January has long been a weak month for retailers. How can loyalty programmes be used to re-engage shoppers after Christmas in ways that align with Gen Z and Millennial priorities around more intentional spending, rather than encouraging over-consumption?
January should not be treated as an extension of the sales cycle; it’s a period for re-engaging customers in more considered and meaningful ways. Younger consumers especially are approaching the New Year with a focus on intentional spending, sustainability and more thoughtful brand interactions.. In this context, loyalty programmes can play a different role. Instead of just launching new discounts; successful retailers are using loyalty to offer experiences, personalised offers and opportunities to connect with the brand’s community or values. For example, early access to spring collections, exclusive content or member-only events all feel more purposeful and rewarding than another price cut. This approach aligns with the broader trends we’re seeing in loyalty research; brands that create relevant, personalised and experience-led rewards tend to see much higher engagement, because customers feel valued rather than marketed to.
Retailers now have more customer data than ever, yet many struggle to use it meaningfully. How can loyalty data be applied in the New Year to create relevance and trust without crossing into over-personalisation or consumer scepticism?
The most effective use of loyalty data is responsible, transparent and customer-centric; not just more personalised messaging.

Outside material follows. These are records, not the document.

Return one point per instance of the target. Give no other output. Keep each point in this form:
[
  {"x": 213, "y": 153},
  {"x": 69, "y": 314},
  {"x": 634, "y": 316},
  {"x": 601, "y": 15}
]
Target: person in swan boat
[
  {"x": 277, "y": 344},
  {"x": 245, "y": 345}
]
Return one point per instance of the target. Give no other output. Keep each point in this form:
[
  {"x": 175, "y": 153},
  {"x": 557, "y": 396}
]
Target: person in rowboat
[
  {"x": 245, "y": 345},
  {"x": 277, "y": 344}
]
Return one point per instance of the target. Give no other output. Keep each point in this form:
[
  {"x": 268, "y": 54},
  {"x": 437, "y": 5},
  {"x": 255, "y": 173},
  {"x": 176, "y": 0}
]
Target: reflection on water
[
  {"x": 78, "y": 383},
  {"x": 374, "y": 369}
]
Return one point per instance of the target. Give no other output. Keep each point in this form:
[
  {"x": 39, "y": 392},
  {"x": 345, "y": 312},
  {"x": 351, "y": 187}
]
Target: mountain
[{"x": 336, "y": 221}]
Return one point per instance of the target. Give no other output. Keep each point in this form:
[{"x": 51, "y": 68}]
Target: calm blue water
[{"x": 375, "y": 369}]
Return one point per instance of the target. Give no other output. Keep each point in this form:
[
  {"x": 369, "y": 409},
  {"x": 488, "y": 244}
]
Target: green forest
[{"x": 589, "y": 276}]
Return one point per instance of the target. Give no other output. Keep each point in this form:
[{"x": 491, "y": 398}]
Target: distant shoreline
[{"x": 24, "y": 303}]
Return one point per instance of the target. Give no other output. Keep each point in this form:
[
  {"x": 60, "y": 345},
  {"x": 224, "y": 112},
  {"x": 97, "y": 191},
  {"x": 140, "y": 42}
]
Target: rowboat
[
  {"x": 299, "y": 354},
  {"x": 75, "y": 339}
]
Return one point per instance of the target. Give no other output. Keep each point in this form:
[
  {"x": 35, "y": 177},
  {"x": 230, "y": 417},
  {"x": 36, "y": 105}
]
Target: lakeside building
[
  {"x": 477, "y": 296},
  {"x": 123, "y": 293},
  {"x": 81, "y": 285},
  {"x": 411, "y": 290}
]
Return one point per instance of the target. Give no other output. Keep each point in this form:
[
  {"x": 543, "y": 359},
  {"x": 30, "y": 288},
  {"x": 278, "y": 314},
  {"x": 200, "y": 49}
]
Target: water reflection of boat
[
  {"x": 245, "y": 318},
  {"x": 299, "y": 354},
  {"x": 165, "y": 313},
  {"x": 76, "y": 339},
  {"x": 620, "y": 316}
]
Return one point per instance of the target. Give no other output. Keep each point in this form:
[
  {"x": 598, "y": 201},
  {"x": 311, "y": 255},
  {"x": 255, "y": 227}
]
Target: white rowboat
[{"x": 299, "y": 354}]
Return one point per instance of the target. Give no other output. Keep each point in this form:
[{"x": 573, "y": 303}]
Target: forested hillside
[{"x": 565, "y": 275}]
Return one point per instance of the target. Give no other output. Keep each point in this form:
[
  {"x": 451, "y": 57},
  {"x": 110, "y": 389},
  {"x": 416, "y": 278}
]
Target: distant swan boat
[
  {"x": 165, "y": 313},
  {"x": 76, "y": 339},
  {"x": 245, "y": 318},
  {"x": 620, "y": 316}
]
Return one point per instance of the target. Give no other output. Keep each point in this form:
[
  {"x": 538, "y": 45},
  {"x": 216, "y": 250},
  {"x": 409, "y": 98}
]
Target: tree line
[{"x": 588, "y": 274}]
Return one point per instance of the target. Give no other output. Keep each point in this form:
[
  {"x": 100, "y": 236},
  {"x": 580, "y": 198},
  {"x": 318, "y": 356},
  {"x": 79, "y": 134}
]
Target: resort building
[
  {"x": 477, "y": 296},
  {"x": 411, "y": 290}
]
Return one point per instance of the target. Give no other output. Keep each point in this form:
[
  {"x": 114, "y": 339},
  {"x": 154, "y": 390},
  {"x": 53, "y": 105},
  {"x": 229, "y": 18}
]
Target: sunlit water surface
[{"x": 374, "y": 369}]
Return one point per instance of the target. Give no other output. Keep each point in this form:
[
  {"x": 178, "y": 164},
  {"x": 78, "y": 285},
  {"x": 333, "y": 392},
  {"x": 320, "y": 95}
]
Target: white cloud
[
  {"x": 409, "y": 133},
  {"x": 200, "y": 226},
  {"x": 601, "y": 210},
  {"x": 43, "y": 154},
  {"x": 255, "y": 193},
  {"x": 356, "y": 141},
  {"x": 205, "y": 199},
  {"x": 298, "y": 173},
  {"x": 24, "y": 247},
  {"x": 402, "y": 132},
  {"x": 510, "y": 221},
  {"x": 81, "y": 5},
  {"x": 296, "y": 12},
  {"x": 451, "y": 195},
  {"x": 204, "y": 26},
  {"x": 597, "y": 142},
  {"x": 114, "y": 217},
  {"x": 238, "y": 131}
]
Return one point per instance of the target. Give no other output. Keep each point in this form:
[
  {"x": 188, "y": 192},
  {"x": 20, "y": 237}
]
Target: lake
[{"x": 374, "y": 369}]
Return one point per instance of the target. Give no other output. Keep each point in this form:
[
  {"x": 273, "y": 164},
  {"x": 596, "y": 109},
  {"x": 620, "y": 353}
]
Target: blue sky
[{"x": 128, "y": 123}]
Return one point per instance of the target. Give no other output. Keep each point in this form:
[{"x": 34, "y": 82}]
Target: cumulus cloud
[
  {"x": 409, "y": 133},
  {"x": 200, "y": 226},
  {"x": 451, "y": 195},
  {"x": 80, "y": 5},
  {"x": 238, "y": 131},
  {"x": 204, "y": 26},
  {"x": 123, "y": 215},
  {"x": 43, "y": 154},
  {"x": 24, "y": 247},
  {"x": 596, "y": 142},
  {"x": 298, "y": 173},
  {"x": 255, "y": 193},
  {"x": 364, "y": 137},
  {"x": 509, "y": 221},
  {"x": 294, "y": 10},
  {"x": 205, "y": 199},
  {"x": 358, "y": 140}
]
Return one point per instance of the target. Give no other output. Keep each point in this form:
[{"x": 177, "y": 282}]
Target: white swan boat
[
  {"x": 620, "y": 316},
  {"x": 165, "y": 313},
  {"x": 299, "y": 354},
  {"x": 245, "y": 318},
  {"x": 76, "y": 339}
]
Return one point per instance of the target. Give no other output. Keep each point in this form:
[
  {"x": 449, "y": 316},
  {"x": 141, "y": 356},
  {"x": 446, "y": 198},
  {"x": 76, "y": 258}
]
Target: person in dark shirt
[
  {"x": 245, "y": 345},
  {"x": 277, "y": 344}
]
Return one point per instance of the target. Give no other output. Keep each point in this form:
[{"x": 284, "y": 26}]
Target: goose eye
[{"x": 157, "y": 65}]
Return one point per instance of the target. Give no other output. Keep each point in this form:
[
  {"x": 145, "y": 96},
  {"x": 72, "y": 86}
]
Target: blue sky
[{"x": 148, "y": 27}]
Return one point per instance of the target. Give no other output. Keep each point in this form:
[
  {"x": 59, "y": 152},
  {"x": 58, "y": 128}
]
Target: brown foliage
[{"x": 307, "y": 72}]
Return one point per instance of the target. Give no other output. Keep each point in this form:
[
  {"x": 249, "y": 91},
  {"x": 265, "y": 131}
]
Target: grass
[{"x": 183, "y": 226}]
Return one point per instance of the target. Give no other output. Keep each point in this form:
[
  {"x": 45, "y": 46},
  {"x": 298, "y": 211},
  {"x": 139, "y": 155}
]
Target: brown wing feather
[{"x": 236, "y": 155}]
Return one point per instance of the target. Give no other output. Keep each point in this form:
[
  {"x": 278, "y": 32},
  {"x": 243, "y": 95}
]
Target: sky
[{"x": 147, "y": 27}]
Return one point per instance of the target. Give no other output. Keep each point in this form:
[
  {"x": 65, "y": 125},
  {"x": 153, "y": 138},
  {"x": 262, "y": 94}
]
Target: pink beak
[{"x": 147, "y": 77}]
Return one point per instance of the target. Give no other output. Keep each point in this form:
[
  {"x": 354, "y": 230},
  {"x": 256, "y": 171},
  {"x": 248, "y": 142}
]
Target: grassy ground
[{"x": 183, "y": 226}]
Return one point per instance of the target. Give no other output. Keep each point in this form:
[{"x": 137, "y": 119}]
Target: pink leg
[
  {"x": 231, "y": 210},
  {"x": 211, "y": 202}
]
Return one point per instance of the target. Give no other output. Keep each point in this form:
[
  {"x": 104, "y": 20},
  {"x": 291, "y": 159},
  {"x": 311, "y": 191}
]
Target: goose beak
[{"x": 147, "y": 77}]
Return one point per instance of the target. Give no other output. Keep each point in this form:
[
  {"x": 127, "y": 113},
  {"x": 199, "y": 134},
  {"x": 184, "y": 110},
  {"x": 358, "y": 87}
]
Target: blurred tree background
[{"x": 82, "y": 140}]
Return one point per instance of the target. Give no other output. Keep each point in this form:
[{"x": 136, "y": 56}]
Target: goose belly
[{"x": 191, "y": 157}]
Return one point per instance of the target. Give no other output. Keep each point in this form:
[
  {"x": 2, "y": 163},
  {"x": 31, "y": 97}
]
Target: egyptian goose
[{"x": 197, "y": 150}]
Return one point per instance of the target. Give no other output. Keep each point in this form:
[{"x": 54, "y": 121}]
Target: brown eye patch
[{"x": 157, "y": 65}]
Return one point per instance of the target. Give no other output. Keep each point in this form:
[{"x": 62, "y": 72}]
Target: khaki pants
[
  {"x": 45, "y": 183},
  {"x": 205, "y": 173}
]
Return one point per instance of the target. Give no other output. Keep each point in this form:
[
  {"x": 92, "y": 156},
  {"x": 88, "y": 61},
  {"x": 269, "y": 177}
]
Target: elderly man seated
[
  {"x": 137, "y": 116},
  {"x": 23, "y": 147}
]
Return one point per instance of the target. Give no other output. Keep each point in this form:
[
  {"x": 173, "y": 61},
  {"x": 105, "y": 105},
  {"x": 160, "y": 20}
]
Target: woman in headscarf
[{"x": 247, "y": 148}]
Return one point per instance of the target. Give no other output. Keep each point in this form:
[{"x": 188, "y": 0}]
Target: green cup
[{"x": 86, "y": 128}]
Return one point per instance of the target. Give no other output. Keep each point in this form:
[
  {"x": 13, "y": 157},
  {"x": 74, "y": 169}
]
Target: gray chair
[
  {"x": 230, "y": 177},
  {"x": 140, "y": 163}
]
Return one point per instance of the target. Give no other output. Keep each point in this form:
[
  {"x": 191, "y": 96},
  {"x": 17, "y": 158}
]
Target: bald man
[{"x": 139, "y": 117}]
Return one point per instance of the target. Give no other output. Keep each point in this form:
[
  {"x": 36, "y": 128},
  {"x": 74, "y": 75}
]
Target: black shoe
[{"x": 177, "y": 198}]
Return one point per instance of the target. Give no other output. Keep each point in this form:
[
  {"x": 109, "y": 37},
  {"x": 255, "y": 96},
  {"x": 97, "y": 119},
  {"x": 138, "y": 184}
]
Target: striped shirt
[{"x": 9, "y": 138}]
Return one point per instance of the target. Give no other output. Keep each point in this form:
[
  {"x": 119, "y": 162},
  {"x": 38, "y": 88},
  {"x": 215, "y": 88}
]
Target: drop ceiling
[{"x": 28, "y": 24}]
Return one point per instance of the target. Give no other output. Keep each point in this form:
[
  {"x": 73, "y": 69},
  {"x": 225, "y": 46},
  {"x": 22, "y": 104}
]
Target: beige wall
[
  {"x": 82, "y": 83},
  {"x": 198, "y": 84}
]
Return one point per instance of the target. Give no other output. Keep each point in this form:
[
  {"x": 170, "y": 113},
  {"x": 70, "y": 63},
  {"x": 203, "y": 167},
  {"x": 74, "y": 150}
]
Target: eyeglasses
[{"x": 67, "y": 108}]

You don’t need to know every detail about someone’s life to make their experience better; you just need to use data to deliver relevance that feels genuinely helpful. That means leveraging broad behavioural insights to tailor communications and offers that match preferences and patterns, not push overly granular assumptions. It also means being clear with customers about how their information is used and why it benefits them, that builds trust, which is the foundation of long-term loyalty. In interviews and in our global loyalty research, we’ve emphasised that the best programmes are those where customers feel understood, not watched.

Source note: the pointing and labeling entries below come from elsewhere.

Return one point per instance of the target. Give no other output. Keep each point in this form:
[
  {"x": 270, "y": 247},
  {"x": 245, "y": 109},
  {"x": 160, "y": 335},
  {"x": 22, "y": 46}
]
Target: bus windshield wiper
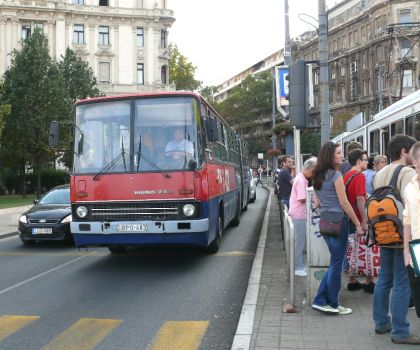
[
  {"x": 148, "y": 161},
  {"x": 112, "y": 163}
]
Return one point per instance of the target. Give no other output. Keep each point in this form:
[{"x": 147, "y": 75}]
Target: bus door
[{"x": 384, "y": 140}]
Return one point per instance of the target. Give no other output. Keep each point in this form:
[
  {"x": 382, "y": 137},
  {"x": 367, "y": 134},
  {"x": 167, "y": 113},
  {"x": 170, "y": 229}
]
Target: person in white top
[{"x": 179, "y": 147}]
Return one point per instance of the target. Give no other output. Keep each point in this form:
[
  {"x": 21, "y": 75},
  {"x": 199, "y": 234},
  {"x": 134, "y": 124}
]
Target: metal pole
[
  {"x": 287, "y": 49},
  {"x": 273, "y": 118},
  {"x": 323, "y": 72}
]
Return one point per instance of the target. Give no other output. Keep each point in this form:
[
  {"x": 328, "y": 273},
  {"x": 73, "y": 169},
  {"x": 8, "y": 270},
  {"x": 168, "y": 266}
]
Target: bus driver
[{"x": 179, "y": 147}]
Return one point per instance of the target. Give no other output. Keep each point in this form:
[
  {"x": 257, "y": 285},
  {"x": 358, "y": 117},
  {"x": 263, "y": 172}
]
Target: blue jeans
[
  {"x": 331, "y": 282},
  {"x": 392, "y": 275}
]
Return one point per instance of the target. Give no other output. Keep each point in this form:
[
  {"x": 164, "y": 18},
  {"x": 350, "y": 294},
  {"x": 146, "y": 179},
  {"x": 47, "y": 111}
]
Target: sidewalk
[
  {"x": 9, "y": 219},
  {"x": 308, "y": 328}
]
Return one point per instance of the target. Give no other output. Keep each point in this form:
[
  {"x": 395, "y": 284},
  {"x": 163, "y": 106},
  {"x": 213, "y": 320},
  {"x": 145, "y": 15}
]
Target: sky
[{"x": 224, "y": 37}]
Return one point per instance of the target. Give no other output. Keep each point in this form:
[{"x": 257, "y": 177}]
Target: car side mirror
[
  {"x": 53, "y": 140},
  {"x": 211, "y": 129}
]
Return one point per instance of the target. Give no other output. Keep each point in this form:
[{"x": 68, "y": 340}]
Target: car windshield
[
  {"x": 58, "y": 196},
  {"x": 159, "y": 135}
]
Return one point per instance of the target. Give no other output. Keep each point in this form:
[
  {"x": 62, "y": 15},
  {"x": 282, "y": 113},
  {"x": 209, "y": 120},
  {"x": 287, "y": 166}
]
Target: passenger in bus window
[{"x": 179, "y": 147}]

Looking toward 2026, do you see loyalty programmes becoming a core commercial driver for retailers, or are they still at risk of being treated as a tactical add-on? What needs to change for loyalty to deliver sustainable growth rather than short-term uplift?

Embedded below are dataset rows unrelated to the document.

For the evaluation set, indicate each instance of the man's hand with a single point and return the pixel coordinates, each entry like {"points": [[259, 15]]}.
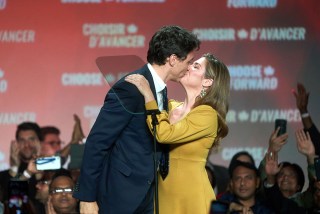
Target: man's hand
{"points": [[77, 134], [305, 145], [276, 143], [89, 207]]}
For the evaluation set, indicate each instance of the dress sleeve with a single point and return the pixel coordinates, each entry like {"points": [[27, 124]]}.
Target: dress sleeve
{"points": [[200, 122]]}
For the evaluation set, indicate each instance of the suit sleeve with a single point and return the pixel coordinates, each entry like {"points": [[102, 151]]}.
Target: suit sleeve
{"points": [[118, 108], [201, 121]]}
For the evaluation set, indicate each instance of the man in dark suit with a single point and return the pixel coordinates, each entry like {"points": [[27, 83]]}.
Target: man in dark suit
{"points": [[117, 171]]}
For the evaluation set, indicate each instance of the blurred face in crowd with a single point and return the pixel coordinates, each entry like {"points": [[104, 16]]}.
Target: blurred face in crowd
{"points": [[28, 144], [287, 180], [50, 145], [244, 183], [244, 158], [61, 195], [42, 193]]}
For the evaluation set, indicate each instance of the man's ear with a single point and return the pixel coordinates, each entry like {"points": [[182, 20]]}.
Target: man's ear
{"points": [[207, 82], [172, 59]]}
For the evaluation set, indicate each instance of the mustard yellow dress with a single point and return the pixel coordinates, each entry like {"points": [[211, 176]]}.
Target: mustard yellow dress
{"points": [[186, 189]]}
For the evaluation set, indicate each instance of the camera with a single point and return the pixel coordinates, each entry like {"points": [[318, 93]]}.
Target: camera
{"points": [[282, 123], [48, 163], [317, 167]]}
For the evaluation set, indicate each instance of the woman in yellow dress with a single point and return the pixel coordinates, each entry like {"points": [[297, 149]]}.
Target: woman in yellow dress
{"points": [[191, 128]]}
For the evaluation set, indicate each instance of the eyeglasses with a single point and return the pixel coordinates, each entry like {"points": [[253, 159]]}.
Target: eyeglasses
{"points": [[43, 182], [61, 190], [30, 139]]}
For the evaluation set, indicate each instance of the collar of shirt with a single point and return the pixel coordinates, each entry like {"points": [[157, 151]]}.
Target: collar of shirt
{"points": [[158, 84]]}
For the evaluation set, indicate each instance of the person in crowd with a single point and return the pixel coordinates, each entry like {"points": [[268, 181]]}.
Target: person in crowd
{"points": [[191, 128], [316, 198], [60, 197], [52, 144], [302, 99], [117, 172], [284, 183], [243, 156], [42, 193], [244, 184], [23, 150]]}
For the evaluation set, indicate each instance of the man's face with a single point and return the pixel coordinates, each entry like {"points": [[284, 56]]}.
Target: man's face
{"points": [[42, 193], [195, 74], [61, 195], [50, 145], [181, 67], [287, 180], [28, 143], [244, 183]]}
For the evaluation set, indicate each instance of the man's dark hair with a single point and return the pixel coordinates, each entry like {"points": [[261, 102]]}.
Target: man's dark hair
{"points": [[26, 126], [247, 165], [49, 130], [171, 40], [235, 157], [299, 172]]}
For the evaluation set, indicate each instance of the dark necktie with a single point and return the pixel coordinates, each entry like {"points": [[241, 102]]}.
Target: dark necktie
{"points": [[164, 160]]}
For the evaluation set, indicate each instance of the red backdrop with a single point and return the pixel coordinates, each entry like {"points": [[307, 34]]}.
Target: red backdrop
{"points": [[48, 51]]}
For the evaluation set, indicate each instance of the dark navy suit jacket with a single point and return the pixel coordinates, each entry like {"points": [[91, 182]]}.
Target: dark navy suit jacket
{"points": [[117, 168]]}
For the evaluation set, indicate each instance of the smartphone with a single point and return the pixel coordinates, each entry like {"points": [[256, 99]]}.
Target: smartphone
{"points": [[48, 163], [317, 167], [282, 123], [218, 206]]}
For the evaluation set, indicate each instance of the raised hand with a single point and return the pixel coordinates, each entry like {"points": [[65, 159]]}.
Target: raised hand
{"points": [[77, 133], [305, 145], [272, 167], [276, 143]]}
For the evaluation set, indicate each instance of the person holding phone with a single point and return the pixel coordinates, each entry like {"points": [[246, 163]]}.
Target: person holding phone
{"points": [[302, 100], [285, 181]]}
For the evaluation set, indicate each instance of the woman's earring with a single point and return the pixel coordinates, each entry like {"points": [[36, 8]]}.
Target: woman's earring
{"points": [[202, 92]]}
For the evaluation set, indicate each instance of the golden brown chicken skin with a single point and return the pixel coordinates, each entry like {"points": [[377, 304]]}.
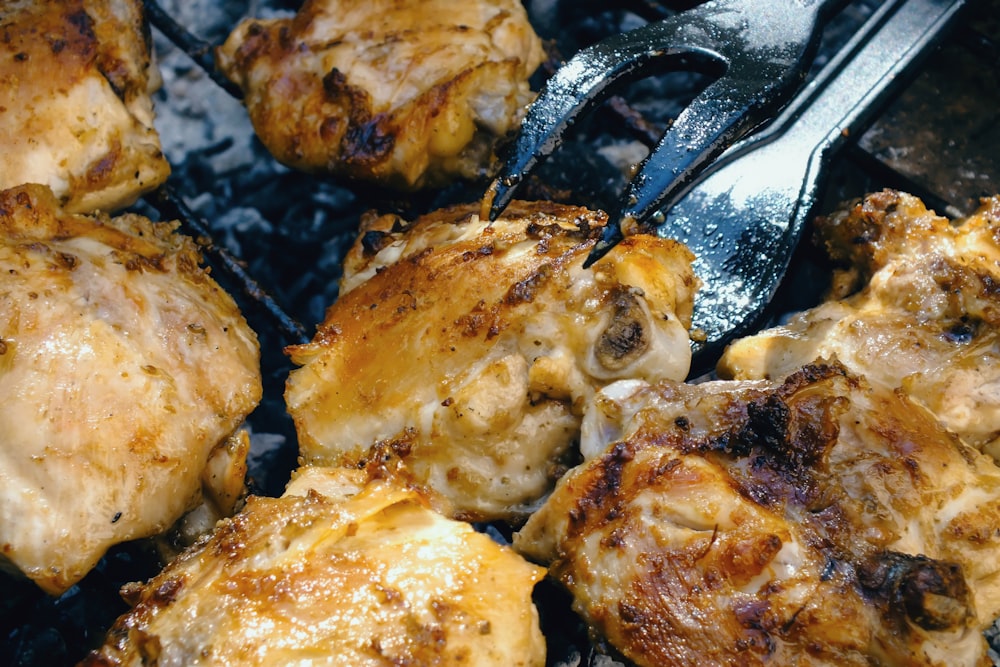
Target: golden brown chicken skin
{"points": [[341, 570], [75, 106], [124, 370], [404, 93], [915, 306], [812, 521], [472, 347]]}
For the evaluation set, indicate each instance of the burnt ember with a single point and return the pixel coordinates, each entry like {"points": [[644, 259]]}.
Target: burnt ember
{"points": [[288, 232]]}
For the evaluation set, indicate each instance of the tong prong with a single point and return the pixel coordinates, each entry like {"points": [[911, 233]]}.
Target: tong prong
{"points": [[761, 48]]}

Loyalty must become central to commercial strategy if brands want sustainable growth. Too often it’s still treated as a marketing add-on, something that happens after you’ve driven a sale; rather than as a strategic tool that helps shape pricing, product development and customer experience. Often retailers wait until they identify a churn issue before they think about loyalty, when they do have customer relationship teams, loyalty ‘is’ your customer relationship. For loyalty to truly drive commercial performance, retailers need to recognise this and embed it into their long-term planning and measure success holistically, not just in points issued or members acquired.
We’re already seeing a shift in how brands prioritise loyalty; our 2025 Global Customer Loyalty Report shows that loyalty now accounts for over 30 percent of marketing budgets, up significantly from prior years, indicating it’s becoming a central commercial driver rather than a box-ticking exercise. That long-term focus is what separates programmes that deliver sustainable value from those that give a short bump and then fade.